How will we get more capacity? We have to create these 14,000 prison places. The cost is very high, and much higher because of the delays in the previous Government’s building. But the other real problem is that we have had a net increase of only 500 prison cells because so many have been lost and prisons have been sold. One of the things that is really important is to make sure that we do not lose prison places and prison wings. I am looking forward to visiting HMP Millsike before Christmas and seeing what a good, environmentally state-of-the-art prison looks like. But I have also been recently to HMP Manchester and HMP Winchester, both of which had urgent notifications, to see the other side of the coin, where prisons need serious investment. I am pleased that we have managed to find £500 million to invest.

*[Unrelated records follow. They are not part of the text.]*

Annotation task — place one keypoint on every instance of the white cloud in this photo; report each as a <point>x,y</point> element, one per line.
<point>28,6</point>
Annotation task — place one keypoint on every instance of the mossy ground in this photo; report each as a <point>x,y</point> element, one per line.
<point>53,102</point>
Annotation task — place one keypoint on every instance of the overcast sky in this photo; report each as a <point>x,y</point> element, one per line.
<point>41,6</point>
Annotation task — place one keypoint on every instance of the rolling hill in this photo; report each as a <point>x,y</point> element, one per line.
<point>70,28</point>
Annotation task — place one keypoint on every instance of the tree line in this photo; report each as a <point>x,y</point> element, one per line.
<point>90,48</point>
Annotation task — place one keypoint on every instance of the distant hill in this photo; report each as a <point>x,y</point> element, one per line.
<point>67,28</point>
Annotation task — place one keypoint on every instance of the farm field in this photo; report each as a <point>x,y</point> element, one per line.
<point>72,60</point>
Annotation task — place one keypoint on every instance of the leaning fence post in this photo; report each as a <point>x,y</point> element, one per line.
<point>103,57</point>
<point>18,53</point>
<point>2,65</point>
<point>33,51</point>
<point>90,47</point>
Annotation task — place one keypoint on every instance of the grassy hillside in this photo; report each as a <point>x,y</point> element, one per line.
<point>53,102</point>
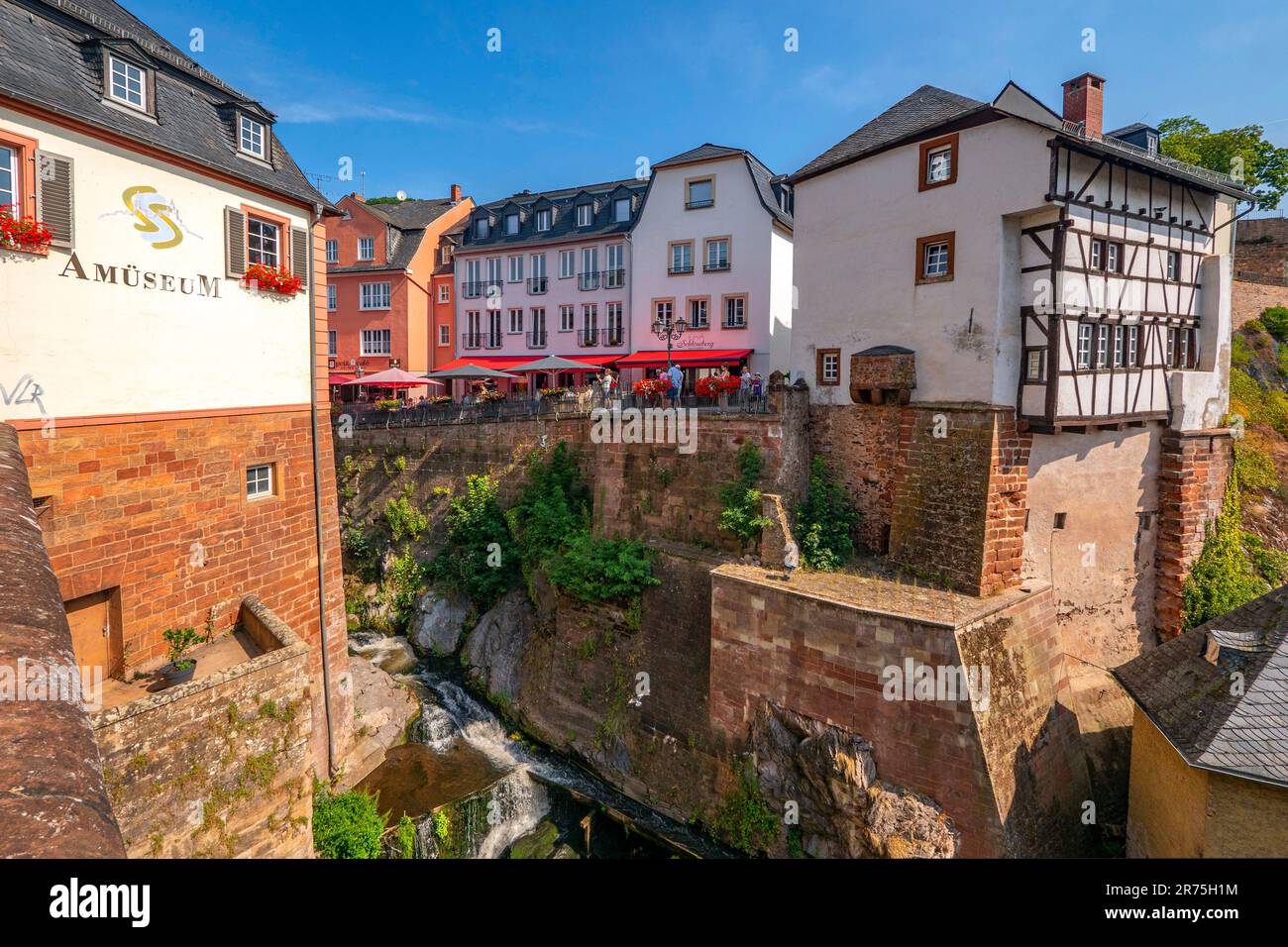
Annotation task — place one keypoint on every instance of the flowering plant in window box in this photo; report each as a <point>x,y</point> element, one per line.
<point>25,234</point>
<point>271,279</point>
<point>711,386</point>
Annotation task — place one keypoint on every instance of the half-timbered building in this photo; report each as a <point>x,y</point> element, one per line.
<point>1016,329</point>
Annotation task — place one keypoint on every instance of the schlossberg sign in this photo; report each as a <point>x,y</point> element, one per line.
<point>129,274</point>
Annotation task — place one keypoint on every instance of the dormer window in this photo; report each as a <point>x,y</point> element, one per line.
<point>128,82</point>
<point>252,138</point>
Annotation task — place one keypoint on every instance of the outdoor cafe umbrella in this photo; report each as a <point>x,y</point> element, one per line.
<point>554,364</point>
<point>393,377</point>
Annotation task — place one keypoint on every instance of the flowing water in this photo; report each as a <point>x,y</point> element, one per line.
<point>462,753</point>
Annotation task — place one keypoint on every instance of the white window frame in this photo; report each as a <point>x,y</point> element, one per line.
<point>127,81</point>
<point>259,480</point>
<point>266,245</point>
<point>376,342</point>
<point>374,295</point>
<point>252,132</point>
<point>934,261</point>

We have many great prisons as well. We need to future-proof things and to keep buying land on top. In my old job, every day I was looking at the sales figures of our retail chain; now I am looking every day at the prison population and seeing how much capacity we have. I am pleased to say that, so far, our numbers are slightly under the projection we have been looking at.
I have seen a number of rapid deployment cells and the issue with them is that, even though we do not have a choice—we need to do them—the extra cost is not just in the cells but in the extra visitor centre space, extra kitchen space and so on. That is why it is not just a cheap temporary option; it is an expensive temporary option.
On Crown Court backlog days, I am very pleased that colleagues have found more headroom and we have managed to get 2,500 extra sitting days; and the magistrates’ courts going from six to 12 months will free up 2,000 extra days. It will help with the remand population—17,000 is a significant issue—but it is still not enough.
Yes, we need to build prisons. Yes, we need the sentencing review, and to wait and see what the conclusions are. We always need prison cells for dangerous people. We need to incentivise prisoners to turn their lives around. But we also need to punish people outside of prison as well. We need to work hard when we see the conclusions of that review.
We need to focus also on reducing reoffending, because 80% of offending is reoffending. As noble Lords challenged me to do, I need to focus on delivering these new prison places so we do not run out of space, but I also need to really focus on delivering reduced reoffending, so over time our prisons are less full because people are reoffending less.
As we all know, there is a very complex job to do. We are dealing with the most complex people in the country and a system that is the most complex. It is a privilege for me; it is my dream job to do this. I am looking forward in the new year to starting to deliver on my plans. We are now in a position where we have overcome the immediate capacity problems. We can use the headroom, even though we have only minuscule capacity space compared to the Spanish. It is important that we use that time to focus on education, purposeful activity, people addressing their drug and mental health problems, and helping them so that when they get out, they stay out.